The first sign that MD Anderson was the right choice for breast cancer treatment
I’d been working at MD Anderson for almost 20 years by the time I received my initial breast cancer diagnosis. So, I already knew it was great at treating cancer. But I’d mostly worked in administrative roles. I wasn’t yet familiar with its multidisciplinary approach to treatment, where specialists from many different areas work together to provide patients with the best possible care.
The first sign this would be significant came during my visit with cardiologist Dr. Susan Gilchrist. I met with her soon after getting my biopsy results, because I needed to make a decision about where to get breast cancer treatment. Heart disease is a very prevalent in my family, so it was important to me that I feel confident in my team’s ability to work around that issue.
Dr. Gilchrist asked all the right questions and ran all the right tests, some of which I’d never had before. That made me feel much more comfortable. She also worked closely with anesthesiologist Dr. Gang Zheng to make sure I’d do well during my surgeries. Those things were extremely important for me, so I was appreciative that she took my concerns seriously. It really helped reduce my anxiety.
Expertise reveals previously undiscovered breast tumor
I became even more convinced I was in the right place after learning I didn’t just have cancer in one breast. I had it in both breasts. My initial diagnosis was ductal sarcoma in situ, or early stage 0 breast cancer, in my left breast. But I also had stage I cancer in my right breast.

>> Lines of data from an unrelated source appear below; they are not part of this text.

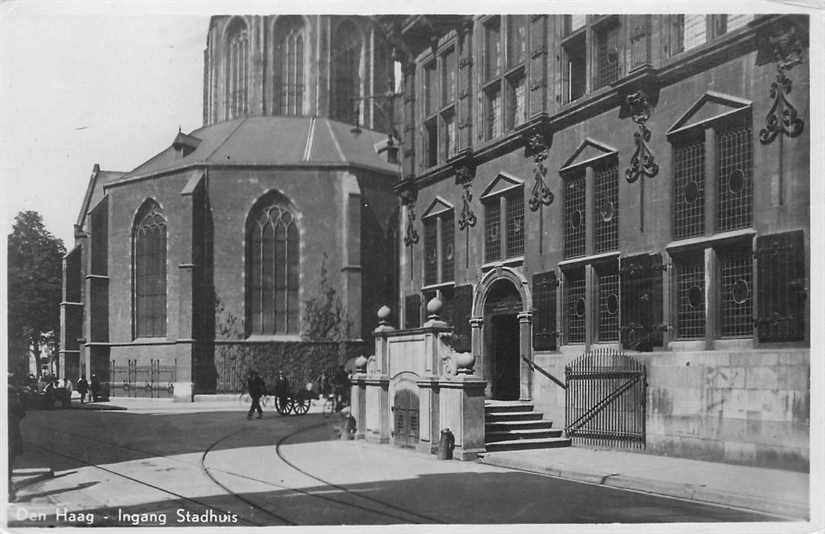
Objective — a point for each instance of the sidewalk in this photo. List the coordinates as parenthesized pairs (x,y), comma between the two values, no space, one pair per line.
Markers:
(772,491)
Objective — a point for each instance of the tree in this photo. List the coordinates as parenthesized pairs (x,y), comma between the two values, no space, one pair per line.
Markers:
(35,267)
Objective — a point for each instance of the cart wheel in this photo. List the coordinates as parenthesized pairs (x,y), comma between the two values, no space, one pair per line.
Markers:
(282,406)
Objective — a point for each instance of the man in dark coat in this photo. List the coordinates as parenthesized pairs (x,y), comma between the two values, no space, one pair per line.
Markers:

I found that out after getting a scan called nuclear molecular breast imaging, which is similar to a mammogram, but uses dye to provide better definition. I got it because tests showed I’d inherited a genetic mutation called BRCA2. My surgeon, Dr. Mediget Teshome, wanted a better look at my breast tissue before I started treatment. The nuclear molecular imaging revealed the tumor in my right breast. Additional testing showed it was triple-negative.
I wasn’t really surprised by the first breast cancer diagnosis, because my previous doctor had been watching the same suspicious spot in my left breast for several years. Still, I was shocked to discover I had cancer in my right breast, too. I’d been getting regular mammograms for years by then and no one else had noticed it. I couldn’t help wondering if anyone ever would have, if I hadn’t started coming to MD Anderson in 2018 for my 3D mammograms.

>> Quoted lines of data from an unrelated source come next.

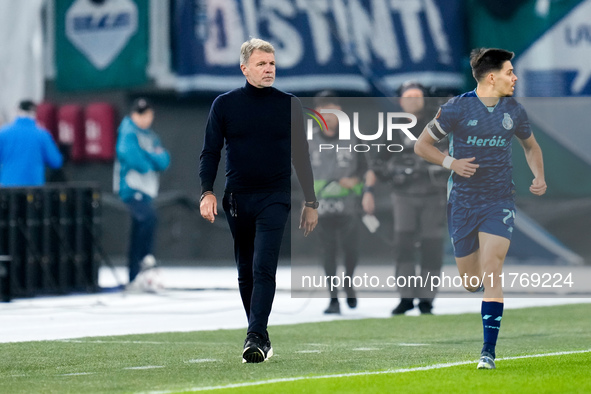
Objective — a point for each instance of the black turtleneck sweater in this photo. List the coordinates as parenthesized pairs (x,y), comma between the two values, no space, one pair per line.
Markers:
(262,139)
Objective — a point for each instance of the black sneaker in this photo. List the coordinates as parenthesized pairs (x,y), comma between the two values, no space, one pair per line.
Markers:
(333,307)
(425,307)
(351,298)
(256,348)
(487,361)
(406,304)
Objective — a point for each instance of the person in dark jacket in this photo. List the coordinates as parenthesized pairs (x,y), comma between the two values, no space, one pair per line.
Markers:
(262,130)
(140,159)
(418,201)
(338,183)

Reconstructive surgeons build relationships, too
Another thing that impressed me at MD Anderson was my experience with reconstructive surgeon Dr. Margaret Roubaud. I met with her after the BRCA2 gene dramatically changed my treatment plan. The surgical portion had gone from a relatively simple lumpectomy with breast reduction to a double mastectomy with implants and reconstruction.
I was fairly full-figured before my cancer diagnosis, and stood to lose quite a bit of tissue during the mastectomy. Dr. Roubaud said she’d try to give me back as much volume as possible, but I’d still probably end up with a much smaller cup size than I’d started with. Since my focus was on removing all the cancer, being smaller was not an issue. I just never expected her to express as much concern regarding my feelings as she did.

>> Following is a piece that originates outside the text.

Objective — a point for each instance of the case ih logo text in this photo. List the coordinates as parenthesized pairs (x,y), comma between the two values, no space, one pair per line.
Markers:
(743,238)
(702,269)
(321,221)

Caring for the whole person, not just the breast cancer
My impression was that doctors at a cancer hospital would be focused exclusively on the breast cancer and not on my appearance. But Dr. Roubaud did her best to make me feel normal. She said her goal was to make me feel as whole, natural and complete as I had before my breast cancer diagnosis. And I did not expect that.
Today, I can’t imagine going anywhere but MD Anderson. Because I’ve been cancer-free since my double mastectomy. And the level of care I received there was simply amazing. My doctors really cared about how I felt — not just physically, but emotionally, too. That showed me more clearly than anything that at MD Anderson, they’re not just treating the cancer, they’re treating the person.